The problem is acceptance, which is something we're taught not to do. We're taught to improve uncomfortable situations, to change things, alleviate unpleasant feelings. But if you accept the reality that you have been given- that you are not in a productive creative period- you free yourself to begin filling up again.

Then he went into the dining room, consulting his watch. It was ten thirty already. More than half the morning was gone. More than half the time for sitting and trying to write the prose that would make people sit up and gasp. It happened that way more often now than he would even admit to himself. Sleeping late, making up errands, doing anything to forestall the terrible moment when he must sit down before his typewriter and try to wrench some harvest from the growing desert of his mind. (“Mad House”)

Maybe I can do some writing then. The phrase made him sick. It had no meaning anymore. Like a word that is repeated until it becomes gibberish that sentence, for him, had been used to extinction. It sounded silly; like some bit of cliché from a soap opera. Hero saying in dramatic tones – Now, by God, maybe I can do some writing. Senseless. For a moment, though, he wondered if it was true. Now that she was leaving could he forget about her and really get some work done? Quit his job? Go somewhere and hold up in a cheap furnished room and write? You have $123.89 in the bank, his mind informed him. He pretended it was the only thing that kept him from it. But, far back in his mind, he wondered if he could write anything. Often the question threw itself at him when he was least expecting it. You have four hours every morning, the statement would rise like a menacing wraith. You have time to write many thousands of words. Why don't you? And the answer was always lost in a tangle of becauses and wells and endless reasons that he clung to like a drowning man at straws.(“Mad House”)

Convince yourself that you are working in clay, not marble, on paper not eternal bronze: Let that first sentence be as stupid as it wishes.

"I felt that blank incapability of invention which is the greatest misery of authorship, when dull Nothing replies to our anxious invocations. "Have you thought of a story?" I was asked every morning, and each morning I was forced to reply with a mortifying negative"

There's no such thing as writer's block. That was invented by people in California who couldn't write.

"A man is a fool not to put everything he has, at any given moment, into what he is creating. You're there now doing the thing on paper. You're not killing the goose, you're just producing an egg. So I don't worry about inspiration, or anything like that. It's a matter of just sitting down and working. I have never had the problem of a writing block. I've heard about it. I've felt reluctant to write on some days, for whole weeks, or sometimes even longer. I'd much rather go fishing, for example, or go sharpen pencils, or go swimming, or what not. But, later, coming back and reading what I have produced, I am unable to detect the difference between what came easily and when I had to sit down and say, "Well, now it's writing time and now I'll write." There's no difference on paper between the two."
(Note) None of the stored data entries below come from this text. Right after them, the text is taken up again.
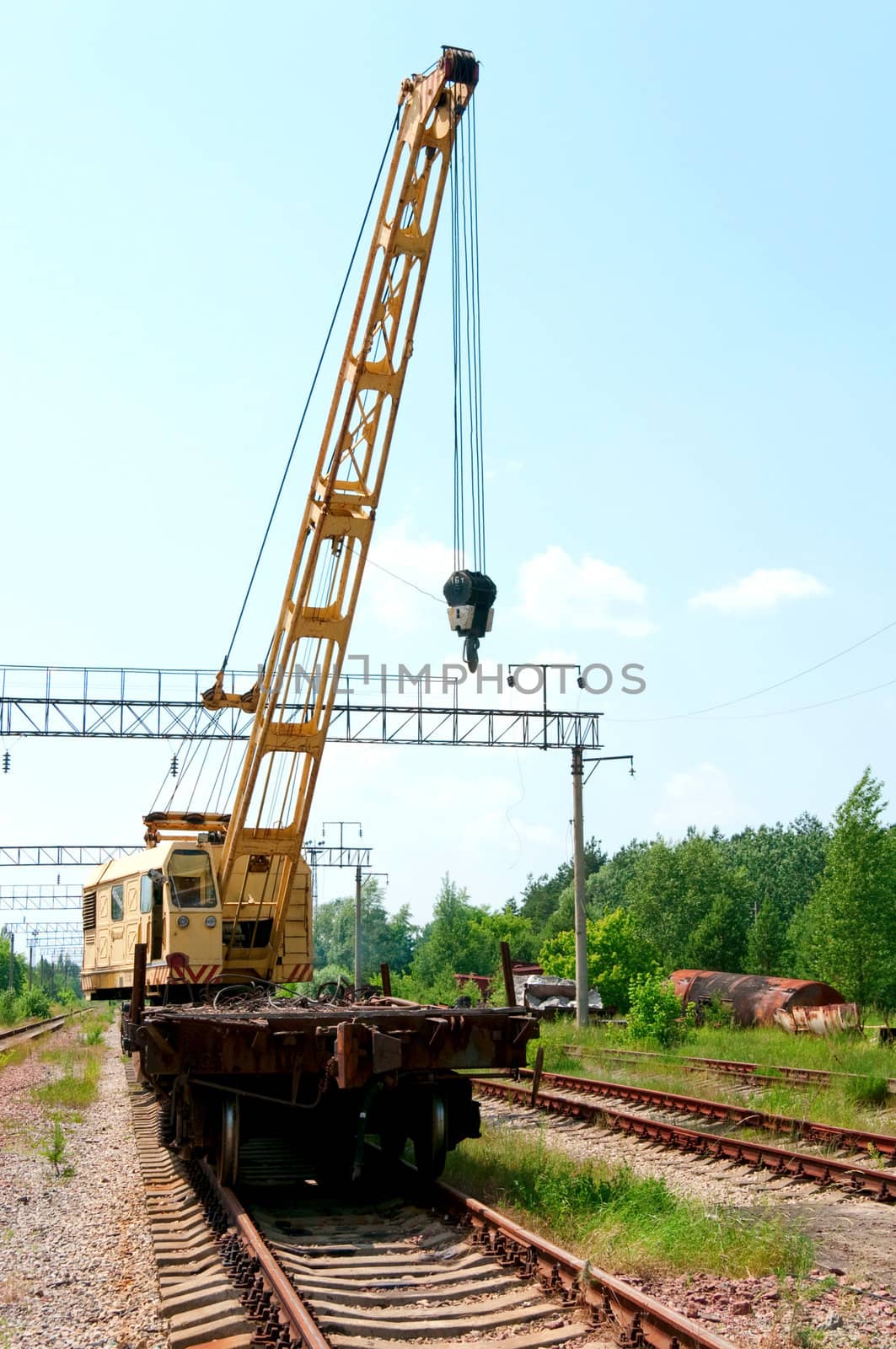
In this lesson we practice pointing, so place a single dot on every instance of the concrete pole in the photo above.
(577, 863)
(358, 927)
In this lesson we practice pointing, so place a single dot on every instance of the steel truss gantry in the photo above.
(65, 701)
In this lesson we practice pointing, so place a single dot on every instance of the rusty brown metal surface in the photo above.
(293, 1313)
(831, 1018)
(357, 1045)
(855, 1140)
(754, 998)
(640, 1319)
(507, 965)
(877, 1185)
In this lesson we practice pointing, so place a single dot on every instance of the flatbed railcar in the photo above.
(207, 926)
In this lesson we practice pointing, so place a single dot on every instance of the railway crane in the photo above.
(202, 926)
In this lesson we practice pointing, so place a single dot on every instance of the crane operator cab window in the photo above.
(192, 883)
(152, 897)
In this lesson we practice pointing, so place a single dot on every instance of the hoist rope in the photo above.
(469, 459)
(311, 391)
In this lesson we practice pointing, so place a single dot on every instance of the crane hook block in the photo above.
(469, 597)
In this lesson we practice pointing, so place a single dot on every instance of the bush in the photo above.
(34, 1002)
(656, 1013)
(8, 1007)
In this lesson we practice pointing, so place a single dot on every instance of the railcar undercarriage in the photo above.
(323, 1077)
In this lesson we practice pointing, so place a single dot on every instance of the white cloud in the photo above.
(702, 796)
(584, 595)
(763, 589)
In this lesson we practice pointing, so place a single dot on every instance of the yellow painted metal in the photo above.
(260, 863)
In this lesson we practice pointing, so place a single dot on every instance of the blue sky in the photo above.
(687, 294)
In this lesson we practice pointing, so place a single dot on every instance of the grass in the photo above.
(860, 1103)
(757, 1045)
(78, 1083)
(617, 1220)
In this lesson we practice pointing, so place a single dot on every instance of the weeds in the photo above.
(54, 1151)
(866, 1090)
(78, 1086)
(613, 1217)
(848, 1103)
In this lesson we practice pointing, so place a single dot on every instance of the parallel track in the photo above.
(810, 1131)
(821, 1170)
(768, 1072)
(22, 1034)
(305, 1271)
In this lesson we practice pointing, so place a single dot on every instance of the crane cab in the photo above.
(165, 897)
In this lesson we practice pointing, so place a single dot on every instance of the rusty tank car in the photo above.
(754, 998)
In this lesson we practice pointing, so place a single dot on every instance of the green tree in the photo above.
(385, 938)
(543, 896)
(846, 934)
(767, 941)
(691, 904)
(608, 890)
(19, 968)
(617, 953)
(655, 1012)
(783, 868)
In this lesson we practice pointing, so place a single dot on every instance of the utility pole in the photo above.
(577, 873)
(358, 926)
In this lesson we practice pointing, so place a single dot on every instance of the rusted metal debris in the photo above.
(754, 998)
(830, 1018)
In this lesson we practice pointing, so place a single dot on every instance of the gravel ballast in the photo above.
(76, 1259)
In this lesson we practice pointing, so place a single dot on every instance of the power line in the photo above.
(768, 688)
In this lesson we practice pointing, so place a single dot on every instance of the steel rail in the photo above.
(754, 1072)
(293, 1313)
(8, 1039)
(637, 1319)
(813, 1131)
(877, 1185)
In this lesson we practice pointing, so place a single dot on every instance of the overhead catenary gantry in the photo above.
(62, 701)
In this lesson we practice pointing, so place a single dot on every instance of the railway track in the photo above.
(774, 1074)
(22, 1034)
(283, 1265)
(808, 1131)
(807, 1166)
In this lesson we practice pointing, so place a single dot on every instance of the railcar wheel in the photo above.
(392, 1143)
(229, 1143)
(431, 1139)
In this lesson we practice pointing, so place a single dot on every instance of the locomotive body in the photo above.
(168, 899)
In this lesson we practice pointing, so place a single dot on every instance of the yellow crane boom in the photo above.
(260, 857)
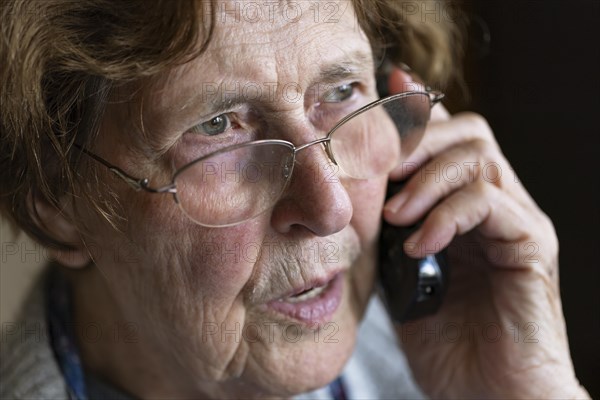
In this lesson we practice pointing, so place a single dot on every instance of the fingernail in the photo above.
(394, 204)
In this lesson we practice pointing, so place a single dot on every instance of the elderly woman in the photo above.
(214, 227)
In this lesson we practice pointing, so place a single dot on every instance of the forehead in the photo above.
(269, 44)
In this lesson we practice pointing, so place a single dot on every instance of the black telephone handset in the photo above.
(412, 288)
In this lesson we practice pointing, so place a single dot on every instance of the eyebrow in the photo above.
(352, 65)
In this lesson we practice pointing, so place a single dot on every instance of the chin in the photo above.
(306, 359)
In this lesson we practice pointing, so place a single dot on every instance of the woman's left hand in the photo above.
(500, 331)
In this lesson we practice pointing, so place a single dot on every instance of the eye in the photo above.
(339, 93)
(215, 126)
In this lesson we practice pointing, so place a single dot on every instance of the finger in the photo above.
(448, 172)
(495, 214)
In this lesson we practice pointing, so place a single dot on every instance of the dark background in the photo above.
(537, 83)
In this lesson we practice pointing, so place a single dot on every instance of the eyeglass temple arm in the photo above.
(434, 96)
(136, 183)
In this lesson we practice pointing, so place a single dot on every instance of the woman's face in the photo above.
(214, 308)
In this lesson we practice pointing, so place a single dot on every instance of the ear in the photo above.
(61, 227)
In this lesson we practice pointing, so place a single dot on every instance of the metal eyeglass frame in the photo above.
(144, 183)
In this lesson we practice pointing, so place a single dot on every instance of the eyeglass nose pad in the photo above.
(288, 166)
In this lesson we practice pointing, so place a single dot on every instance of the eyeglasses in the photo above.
(239, 182)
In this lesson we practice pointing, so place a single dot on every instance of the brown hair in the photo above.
(61, 59)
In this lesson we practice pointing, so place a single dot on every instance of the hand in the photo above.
(500, 331)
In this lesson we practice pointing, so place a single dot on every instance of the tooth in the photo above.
(307, 295)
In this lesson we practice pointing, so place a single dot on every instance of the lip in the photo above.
(316, 310)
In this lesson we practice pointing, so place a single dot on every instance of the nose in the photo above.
(316, 199)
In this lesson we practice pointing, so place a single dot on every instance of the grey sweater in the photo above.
(28, 368)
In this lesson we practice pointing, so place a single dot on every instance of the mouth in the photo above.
(314, 304)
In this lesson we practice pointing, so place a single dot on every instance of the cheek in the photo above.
(197, 271)
(367, 201)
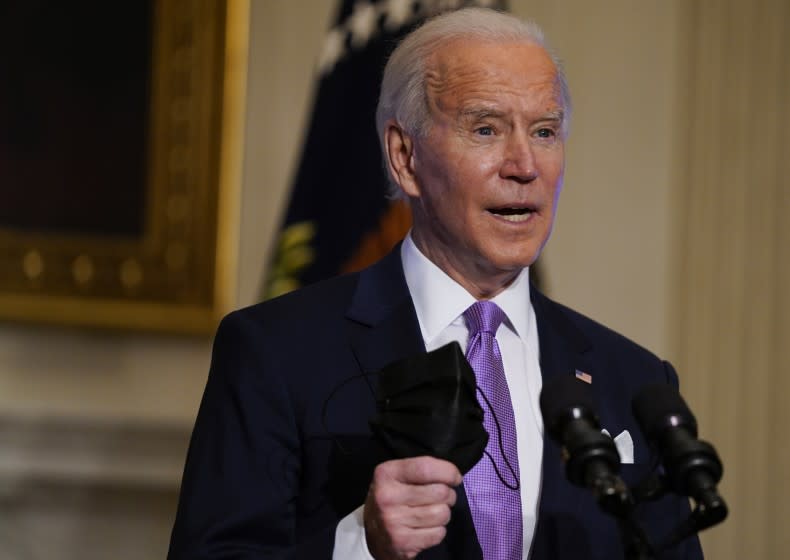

I'm sitting in my office trying to squeeze a story from my head. It is that kind of morning when you feel like melting the typewriter into a bar of steel and clubbing yourself to death with it. (“Advance Notice”)

On No Work of Words

On no work of words now for three lean months in the bloody
Belly of the rich year and the big purse of my body
I bitterly take to task my poverty and craft:

To take to give is all, return what is hungrily given
Puffing the pounds of manna up through the dew to heaven,
The lovely gift of the gab bangs back on a blind shaft.

To lift to leave from the treasures of man is pleasing death
That will rake at last all currencies of the marked breath
And count the taken, forsaken mysteries in a bad dark.

To surrender now is to pay the expensive ogre twice.
Ancient woods of my blood, dash down to the nut of the seas
If I take to burn or return this world which is each man's work.